More choices for auto-deletion of old mail messages:
Ok, say you're like me in some bizarre way and the choices for automatically deleting old mail messages just sort of grate on your nerves like wet socks. "Never" would fill up your account space quick, and all the other options are for corporate executives. You, however, may actually want to refer to old messages a couple months later without clogging up your account or having to decide which messages might be useful in two months. (Apple, see item #12 here.)

Fig. 1: Mail: The spooty (1) options.
How to fix it:
- Download PrefEdit (it's free).
- Decide on how long you want to keep your old messages; the next time you launch Mail it will automatically delete the messages per your setting.

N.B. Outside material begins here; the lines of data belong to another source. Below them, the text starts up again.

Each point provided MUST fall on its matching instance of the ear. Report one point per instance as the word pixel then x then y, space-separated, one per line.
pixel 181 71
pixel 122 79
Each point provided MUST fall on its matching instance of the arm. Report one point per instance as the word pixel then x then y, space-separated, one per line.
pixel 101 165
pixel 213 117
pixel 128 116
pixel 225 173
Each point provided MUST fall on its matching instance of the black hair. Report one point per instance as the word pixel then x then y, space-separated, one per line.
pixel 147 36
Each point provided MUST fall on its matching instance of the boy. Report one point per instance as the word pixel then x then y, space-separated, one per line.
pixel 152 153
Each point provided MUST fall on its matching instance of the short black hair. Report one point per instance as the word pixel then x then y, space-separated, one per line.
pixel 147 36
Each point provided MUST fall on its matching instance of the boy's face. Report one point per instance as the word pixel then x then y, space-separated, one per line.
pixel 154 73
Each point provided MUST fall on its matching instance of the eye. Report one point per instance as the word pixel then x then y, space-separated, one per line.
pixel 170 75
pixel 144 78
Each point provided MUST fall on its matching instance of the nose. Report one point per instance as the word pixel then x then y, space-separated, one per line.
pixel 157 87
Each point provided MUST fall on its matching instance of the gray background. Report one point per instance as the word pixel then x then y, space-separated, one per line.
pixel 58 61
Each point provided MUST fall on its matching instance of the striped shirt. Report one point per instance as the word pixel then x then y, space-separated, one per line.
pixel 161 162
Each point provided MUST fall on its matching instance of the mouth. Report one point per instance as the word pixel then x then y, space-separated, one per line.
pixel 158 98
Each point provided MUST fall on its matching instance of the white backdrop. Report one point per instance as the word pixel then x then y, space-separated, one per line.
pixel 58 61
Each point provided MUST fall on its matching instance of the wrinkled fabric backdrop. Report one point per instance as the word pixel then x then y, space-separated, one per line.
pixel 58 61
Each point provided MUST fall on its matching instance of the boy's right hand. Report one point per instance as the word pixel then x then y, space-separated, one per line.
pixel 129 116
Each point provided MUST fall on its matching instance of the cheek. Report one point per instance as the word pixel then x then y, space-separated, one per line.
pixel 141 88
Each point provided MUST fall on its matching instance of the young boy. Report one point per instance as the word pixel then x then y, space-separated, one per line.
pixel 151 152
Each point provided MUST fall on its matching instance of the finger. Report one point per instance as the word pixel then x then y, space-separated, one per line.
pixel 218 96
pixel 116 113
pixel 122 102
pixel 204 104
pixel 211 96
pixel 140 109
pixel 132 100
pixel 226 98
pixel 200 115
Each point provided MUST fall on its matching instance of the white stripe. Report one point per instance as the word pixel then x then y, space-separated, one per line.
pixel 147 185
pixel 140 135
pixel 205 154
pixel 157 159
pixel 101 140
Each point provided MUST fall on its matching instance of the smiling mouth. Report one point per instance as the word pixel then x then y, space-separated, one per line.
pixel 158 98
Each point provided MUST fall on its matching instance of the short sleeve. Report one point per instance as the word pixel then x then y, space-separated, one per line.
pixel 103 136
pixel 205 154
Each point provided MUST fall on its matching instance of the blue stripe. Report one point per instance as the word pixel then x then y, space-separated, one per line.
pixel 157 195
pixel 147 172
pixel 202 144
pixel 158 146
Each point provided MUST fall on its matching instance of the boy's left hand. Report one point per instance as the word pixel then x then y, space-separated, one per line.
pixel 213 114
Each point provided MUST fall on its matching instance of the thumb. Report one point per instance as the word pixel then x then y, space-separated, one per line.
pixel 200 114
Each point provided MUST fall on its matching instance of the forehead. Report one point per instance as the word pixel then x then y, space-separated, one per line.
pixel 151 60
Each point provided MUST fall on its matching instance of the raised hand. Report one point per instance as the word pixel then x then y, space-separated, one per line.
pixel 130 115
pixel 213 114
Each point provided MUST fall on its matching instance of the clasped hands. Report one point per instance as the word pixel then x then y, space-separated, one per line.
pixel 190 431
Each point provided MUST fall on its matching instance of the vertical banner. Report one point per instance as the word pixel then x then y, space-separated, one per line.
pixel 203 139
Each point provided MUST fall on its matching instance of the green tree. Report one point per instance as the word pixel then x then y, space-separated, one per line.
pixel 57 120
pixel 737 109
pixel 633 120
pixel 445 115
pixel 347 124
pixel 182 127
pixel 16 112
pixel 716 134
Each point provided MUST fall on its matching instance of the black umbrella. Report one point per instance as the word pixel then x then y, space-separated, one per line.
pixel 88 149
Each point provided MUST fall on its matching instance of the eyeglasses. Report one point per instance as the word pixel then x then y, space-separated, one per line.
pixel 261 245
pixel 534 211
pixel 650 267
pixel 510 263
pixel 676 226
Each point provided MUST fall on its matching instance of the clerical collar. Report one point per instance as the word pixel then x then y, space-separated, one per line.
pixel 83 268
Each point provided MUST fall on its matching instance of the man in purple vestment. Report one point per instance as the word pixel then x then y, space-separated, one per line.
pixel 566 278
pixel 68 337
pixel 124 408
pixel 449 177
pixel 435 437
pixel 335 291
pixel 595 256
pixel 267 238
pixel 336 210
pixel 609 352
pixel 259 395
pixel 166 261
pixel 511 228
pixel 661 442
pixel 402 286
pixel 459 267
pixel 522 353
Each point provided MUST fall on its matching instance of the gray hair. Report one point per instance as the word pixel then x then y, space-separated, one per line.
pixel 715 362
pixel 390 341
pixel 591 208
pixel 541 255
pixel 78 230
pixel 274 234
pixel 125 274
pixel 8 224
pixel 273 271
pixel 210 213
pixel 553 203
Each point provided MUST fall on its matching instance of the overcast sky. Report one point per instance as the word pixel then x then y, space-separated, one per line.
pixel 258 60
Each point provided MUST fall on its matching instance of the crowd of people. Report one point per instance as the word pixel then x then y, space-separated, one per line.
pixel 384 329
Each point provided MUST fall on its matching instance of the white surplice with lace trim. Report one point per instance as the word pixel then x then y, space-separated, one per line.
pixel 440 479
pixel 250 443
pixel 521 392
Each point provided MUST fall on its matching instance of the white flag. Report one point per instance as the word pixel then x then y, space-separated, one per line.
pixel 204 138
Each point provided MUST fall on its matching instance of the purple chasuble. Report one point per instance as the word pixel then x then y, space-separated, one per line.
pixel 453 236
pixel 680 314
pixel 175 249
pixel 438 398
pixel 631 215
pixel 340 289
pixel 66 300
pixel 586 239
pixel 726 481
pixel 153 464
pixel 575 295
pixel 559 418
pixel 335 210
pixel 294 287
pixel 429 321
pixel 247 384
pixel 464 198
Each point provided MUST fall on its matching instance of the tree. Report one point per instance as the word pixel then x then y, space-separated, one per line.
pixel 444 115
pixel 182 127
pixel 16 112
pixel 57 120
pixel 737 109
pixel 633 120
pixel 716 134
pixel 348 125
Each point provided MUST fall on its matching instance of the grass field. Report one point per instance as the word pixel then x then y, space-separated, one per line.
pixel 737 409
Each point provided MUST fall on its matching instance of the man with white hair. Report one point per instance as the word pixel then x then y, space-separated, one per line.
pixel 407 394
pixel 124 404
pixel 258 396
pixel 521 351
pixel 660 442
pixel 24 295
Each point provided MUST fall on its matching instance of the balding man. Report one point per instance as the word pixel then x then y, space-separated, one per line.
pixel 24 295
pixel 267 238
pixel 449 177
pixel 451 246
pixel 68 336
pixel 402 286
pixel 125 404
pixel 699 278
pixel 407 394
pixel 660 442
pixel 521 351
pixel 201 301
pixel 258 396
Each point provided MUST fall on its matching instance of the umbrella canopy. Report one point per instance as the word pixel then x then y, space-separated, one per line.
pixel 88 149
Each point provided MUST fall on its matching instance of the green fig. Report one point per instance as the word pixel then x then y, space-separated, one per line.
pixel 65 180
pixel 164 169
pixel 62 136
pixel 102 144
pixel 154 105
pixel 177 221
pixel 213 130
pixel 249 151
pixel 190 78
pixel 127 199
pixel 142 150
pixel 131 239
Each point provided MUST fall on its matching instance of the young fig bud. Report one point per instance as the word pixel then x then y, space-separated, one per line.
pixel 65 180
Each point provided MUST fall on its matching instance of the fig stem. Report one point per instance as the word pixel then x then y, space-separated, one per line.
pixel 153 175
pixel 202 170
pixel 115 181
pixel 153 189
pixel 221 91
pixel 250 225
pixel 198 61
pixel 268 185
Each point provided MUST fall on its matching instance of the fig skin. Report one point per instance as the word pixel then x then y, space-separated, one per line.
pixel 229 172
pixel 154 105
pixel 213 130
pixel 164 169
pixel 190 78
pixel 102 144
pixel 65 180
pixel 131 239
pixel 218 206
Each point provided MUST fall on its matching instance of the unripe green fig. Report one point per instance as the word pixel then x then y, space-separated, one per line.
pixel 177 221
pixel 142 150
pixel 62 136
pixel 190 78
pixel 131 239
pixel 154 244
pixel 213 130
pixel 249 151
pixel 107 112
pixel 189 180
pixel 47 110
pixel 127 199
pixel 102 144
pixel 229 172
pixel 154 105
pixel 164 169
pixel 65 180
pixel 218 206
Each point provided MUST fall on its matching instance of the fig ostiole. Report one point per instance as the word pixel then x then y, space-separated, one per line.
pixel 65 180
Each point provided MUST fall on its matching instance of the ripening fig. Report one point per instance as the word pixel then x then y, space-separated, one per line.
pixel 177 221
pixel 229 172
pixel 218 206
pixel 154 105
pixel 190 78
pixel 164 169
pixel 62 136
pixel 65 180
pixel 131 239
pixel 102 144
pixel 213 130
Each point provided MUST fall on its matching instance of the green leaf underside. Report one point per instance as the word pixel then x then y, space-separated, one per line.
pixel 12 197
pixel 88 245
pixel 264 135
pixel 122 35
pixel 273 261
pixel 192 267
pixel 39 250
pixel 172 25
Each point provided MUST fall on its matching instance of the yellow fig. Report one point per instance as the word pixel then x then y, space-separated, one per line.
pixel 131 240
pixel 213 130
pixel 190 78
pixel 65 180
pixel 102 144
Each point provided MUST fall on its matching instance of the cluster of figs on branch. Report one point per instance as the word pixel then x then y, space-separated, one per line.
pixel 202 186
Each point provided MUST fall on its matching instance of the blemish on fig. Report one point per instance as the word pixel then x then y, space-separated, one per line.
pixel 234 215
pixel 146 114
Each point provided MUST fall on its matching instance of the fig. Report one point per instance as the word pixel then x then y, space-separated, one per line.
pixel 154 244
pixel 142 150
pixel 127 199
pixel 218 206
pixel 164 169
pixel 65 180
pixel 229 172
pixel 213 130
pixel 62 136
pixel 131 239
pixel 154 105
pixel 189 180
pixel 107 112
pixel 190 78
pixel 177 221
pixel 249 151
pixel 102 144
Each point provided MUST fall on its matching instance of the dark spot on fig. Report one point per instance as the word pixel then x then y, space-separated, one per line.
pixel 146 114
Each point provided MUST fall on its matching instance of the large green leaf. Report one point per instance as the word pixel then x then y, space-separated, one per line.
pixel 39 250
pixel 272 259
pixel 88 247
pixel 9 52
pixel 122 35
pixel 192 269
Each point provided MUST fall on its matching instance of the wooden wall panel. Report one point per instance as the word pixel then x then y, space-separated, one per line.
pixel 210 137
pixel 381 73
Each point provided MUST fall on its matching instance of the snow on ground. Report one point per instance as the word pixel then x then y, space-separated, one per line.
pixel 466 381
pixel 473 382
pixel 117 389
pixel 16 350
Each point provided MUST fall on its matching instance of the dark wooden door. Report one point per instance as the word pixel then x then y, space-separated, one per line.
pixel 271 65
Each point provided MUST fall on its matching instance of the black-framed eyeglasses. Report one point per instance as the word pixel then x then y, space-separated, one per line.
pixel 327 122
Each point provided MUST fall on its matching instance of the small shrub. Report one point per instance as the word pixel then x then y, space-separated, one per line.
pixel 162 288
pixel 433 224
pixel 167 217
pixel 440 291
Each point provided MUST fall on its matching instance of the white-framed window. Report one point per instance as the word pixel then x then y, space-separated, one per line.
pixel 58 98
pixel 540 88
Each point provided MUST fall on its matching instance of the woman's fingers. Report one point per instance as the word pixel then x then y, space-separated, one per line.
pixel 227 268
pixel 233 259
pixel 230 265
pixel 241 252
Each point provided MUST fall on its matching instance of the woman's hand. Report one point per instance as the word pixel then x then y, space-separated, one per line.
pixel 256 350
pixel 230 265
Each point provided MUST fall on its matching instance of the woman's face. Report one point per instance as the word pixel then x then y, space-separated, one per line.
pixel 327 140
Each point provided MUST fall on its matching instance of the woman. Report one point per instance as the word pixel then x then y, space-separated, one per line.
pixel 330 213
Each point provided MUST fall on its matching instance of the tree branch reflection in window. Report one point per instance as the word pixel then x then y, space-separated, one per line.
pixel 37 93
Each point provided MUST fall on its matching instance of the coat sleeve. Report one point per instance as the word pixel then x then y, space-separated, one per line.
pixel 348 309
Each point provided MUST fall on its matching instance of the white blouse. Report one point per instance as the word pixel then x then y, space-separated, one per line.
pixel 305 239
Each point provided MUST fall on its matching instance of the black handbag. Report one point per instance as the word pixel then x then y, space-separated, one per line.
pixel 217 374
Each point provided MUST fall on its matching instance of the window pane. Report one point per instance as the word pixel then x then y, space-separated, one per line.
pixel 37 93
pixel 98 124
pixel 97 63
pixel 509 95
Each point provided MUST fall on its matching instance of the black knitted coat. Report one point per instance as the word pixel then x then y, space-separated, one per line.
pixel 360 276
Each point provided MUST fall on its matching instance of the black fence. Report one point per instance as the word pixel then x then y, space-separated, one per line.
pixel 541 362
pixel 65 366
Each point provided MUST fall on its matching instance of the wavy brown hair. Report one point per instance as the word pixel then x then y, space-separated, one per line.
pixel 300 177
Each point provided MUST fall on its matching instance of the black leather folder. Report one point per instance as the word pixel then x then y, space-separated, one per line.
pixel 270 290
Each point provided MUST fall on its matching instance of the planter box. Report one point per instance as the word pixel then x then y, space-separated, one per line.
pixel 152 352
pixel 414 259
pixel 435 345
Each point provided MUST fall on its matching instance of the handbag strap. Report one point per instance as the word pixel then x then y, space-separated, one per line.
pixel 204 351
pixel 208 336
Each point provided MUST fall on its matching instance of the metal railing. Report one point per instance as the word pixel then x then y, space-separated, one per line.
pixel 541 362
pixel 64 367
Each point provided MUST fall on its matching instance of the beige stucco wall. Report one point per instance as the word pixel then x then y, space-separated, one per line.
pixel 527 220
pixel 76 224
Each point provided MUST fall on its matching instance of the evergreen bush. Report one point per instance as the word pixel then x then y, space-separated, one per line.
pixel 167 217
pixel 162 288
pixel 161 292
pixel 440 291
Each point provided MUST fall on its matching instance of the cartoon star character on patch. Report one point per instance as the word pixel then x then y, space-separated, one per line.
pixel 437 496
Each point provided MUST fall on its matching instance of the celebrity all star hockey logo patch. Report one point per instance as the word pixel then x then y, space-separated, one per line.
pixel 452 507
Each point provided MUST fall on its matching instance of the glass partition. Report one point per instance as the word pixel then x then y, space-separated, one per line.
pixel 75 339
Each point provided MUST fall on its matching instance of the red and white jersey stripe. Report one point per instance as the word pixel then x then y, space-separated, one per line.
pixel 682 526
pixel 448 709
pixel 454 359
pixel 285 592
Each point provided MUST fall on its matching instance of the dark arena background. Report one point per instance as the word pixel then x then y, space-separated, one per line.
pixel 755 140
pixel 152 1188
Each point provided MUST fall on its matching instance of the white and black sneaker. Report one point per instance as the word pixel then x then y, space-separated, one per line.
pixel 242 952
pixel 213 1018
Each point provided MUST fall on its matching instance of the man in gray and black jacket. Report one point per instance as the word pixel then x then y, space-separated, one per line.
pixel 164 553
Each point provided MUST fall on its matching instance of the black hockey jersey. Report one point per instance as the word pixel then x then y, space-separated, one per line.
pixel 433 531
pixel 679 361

I use 90 days for sent & trash, and 30 days for junk.
- Back up your sent, junk, and trash mailboxes so you can recover if something goes horribly amiss. Yeah right, who does that?
- Open your Mail preferences. (In Mail select the "Mail" menu -> "Preferences...".)
- Click the Accounts icon select an account and click "Edit".
- Click the "Special Mailboxes" tab. (See figure 1.)
- Set "Delete sent messages when:", "Delete junk messages when:", and "Permanently erase deleted messages when:" to "One month old".
- Click "OK", repeat previous two (2) steps for all accounts.
- Close the Preferences, and quit Mail.
- Fire up PrefEdit, it should look like this (figure 2.).:

Fig. 2: PrefEdit: Showing Mail accounts.
- Select "com.apple.mail" -> "MailAccounts" -> "0". If "0" has only about 5 items (figure 3), skip it and go on to "1"

Fig. 3: PrefEdit: Showing a "local" account.
- This is how the account should look (figure 4). Remember where I had you set "One month" in your preferences? That action created the entries for "NumberOfDaysToKeepJunk", "NumberOfDaysToKeepSentMessages", and "NumberOfDaysToKeepTrash". Otherwise you would have to create these entries by hand, and that's not what Macintosh is about. (Neither is this procedure, for that matter.)

Fig. 4: PrefEdit: Showing an account you want to mess with.
- Edit the values for "NumberOfDaysToKeepJunk", "NumberOfDaysToKeepSentMessages", and "NumberOfDaysToKeepTrash" for all your accounts and then simply quit PrefEdit.
- Step 14... there is no step fourteen <-- insert Jeff Goldblum laugh here -- >.
By the way, if you go back into the Mail preference pane, it will show that you delete "Never". As of Mail 1.2, it still deletes the mail with the time you specified in PrefEdit. But if you change the value in the Mail preferences panel, you'll have to do this procedure again.
Beware of Panther's Mail: editing, or even viewing the accounts pane may reset the first account's auto-deletion preferences that you just worked so hard to change.